Sunday, November 22, 2009

Cityscape series III, IV, V, VI









I have been running crazy with my Cityscape series. I have tried out palettes that I have never before tried- like the last painting in purple and orange. I have ideas blocked out for some 5 more canvases and then I think I'll wrap it up and call it a day. Till then, it is City time at Bramasole.

Saturday, November 14, 2009

Bramasole news








Spent an awesome weekend with my 4 year old in my studio. She had some work to finish ( she is on a dinosaur series) and I was putting the final touches to a work that had come back ready from the framer's.






I have been working on my Cityscape series ever since I saw some amazing photos of New York city which a friend had shot. I was very inspired. So I started on canvas number one, which was a city by the river. The keynote of the painting was reflections. That one canvas made something in my head go boom. Three more canvases followed, all strikingly similar but with subtle changes in mood and light. Am now expanding the series to include cityscapes at dusk and twilight. Let's see how the inspiration holds up...




If this isn't happiness, I don't know what is :-)

Friday, November 13, 2009

Whispers in the Wind



This piece, in Acrylics, is in the collection of Mrs. Nandana and Mr. Varun Sarin in New York. Varun told me about how he loved fall colours- the oranges and the yellows contrasted against the blue and steel grey of the season. Varun and Nandana got married this fall. So I thought why not make them a piece that encapsulates the essence of the season they got married in. The result was Whispers in the Wind.

Wish you a long and prosperous married life, guys. Thank you for sending me this beautiful photo of the framed work. When ever you look at the wall, think of me :-) God bless...

Friday, September 25, 2009

Inside Bramasole





I got a few cane chairs and some tables today. My studio has become my chill out zone now. Yes, the quilt on the left is my work too. Am doing up the place bit by bit. So it is up from just easel and paints to a quilt, some rugs, pillows. Curtains tomorrow...

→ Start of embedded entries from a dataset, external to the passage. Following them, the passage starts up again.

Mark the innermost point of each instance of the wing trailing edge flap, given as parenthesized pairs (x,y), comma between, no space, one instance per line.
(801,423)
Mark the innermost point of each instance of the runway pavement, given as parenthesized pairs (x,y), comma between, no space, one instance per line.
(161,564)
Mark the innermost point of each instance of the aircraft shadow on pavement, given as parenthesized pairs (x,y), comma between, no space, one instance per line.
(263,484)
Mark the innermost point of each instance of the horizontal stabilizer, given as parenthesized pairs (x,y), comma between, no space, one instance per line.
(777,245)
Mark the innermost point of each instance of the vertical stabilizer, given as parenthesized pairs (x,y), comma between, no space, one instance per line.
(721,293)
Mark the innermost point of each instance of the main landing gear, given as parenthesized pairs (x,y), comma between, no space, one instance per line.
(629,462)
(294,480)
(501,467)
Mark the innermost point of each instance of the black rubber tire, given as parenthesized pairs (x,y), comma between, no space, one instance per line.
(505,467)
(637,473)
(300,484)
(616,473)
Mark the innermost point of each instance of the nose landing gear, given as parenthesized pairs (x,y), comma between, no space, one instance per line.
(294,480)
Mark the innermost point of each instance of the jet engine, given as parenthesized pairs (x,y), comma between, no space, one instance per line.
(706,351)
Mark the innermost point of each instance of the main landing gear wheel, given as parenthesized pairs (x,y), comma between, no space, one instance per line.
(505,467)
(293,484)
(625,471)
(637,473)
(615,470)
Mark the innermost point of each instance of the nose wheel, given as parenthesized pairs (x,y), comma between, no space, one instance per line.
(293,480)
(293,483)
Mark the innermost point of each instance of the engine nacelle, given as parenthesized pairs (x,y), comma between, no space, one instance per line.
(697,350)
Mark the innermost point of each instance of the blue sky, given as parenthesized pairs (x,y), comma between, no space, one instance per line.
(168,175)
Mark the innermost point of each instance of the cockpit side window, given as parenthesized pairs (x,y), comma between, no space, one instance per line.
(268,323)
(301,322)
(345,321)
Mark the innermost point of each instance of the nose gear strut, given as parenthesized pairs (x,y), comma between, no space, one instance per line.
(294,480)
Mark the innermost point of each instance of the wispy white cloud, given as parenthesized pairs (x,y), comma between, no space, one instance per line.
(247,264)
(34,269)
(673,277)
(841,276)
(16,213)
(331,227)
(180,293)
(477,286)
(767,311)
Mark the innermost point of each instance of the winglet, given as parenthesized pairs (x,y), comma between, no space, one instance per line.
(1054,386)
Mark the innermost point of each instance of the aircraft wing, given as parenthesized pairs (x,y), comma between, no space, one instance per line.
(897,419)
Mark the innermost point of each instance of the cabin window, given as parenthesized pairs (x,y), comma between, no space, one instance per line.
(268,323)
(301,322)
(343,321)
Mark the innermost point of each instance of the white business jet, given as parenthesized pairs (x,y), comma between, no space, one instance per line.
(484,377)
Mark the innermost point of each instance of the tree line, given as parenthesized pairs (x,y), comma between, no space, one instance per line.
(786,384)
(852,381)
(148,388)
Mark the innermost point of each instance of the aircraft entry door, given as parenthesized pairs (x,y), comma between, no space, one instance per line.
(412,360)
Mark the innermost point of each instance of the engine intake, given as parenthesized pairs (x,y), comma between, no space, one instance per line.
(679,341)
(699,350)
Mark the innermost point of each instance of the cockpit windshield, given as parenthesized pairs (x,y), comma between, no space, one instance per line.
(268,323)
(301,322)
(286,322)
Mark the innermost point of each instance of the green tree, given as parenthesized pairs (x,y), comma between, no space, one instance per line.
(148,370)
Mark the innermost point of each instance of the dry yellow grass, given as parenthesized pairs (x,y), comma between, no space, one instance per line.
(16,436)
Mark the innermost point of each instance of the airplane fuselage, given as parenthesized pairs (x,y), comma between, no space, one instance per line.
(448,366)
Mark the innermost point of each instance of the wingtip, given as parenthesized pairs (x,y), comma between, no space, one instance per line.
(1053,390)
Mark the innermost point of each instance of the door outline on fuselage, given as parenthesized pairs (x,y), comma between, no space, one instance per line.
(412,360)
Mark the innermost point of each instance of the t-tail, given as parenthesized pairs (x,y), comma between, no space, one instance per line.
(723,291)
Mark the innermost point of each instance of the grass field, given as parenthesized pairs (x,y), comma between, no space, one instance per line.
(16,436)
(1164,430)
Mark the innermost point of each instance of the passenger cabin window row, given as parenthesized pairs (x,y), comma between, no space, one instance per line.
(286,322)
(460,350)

The other day someone asked me why I had named my studio Bramasole. It rhymes scarily with a very very popular cuss word. Besides, why an Italian word for a studio in a corner of Banaswadi? Bramasole means"to yearn for the sun" and just like the villa in the movie became the turning point in the writer's life, my little Bramasole inspires me to do stuff I have never attempted.

I must have seen Under the Tuscan Sun some 10 times. I loved the movie. Even the far fetched implausible romantic bits. So feel good, so uplifting. For me, it was all about life giving you what you always wanted in forms that you never expected. It is a movie about rising again, keeping the faith, staying optimistic.


My daughter paints with me too. And here is her first work in the studio. In this "astrapt", you see a red tree and a " yellow stegosaurus" hiding behind it. One of the green patches is supposed to be a tiny T-rex biting the yellow dino's behind. Ah! And the blue patch is her version of "splatter painting". My very own Marla Olmstead!




Summer Night City- Cityscape II


Productive day at Bramasole. Have gotten into the habit of painting a few hours a day now. My Cityscape series is slowly unfolding. Am having fun experimenting with knives and textures. Bramasole has set me free in a lot of ways, really. I mean, I am able to boldly express when I am in that space. I'm slowly crossing over into figurative abstracts from being a pure Impressionist for the past 15 years...

Wednesday, September 23, 2009

Cityscape 1


Am dabbling in abstracts these days. Or "astrapts" as my 3 and a half year old says. So far so good. Here's number 1 from my cityscape series...

Tuesday, September 15, 2009

New beginnings


My studio finally opens! And I've started work on an abstract series. Watch this space :-)

Saturday, September 05, 2009

Big Ambla


After a one year break to be full time mommy to my baby son, I've started painting again. Just finished a large abstract of someone I have known for a long time. My mother. With a twist of course- this is how she looked at my age. I am a huge fan of Modigliani. Hence the slim neck and angular composition. As for the palette, well this painting is for my bedroom which is in a sea blue-green theme.

My daughter, who held the palette for me at times and most happily washed my brushes, was the first one to make note of the fact that the painting was of "Ambla", as she fondly calls my mother. The moment I finished the preliminary coat, she rushed up. The canvas was almost double her size. She said " Mamma! That's Ambla. Big Ambla!". Reminded me of a story I had read about John Lennon. Apparetly his son Julian showed all his nursery work to his dad without fail. One day he came back with a sketch of a little girl with diamond shaped eyes. He told Lennon that it was "Lucy in the sky with Diamonds". The sketch inspired the famous Beatles number of the same name.

I decided to call my canvas Big Ambla after Samarra's name for it.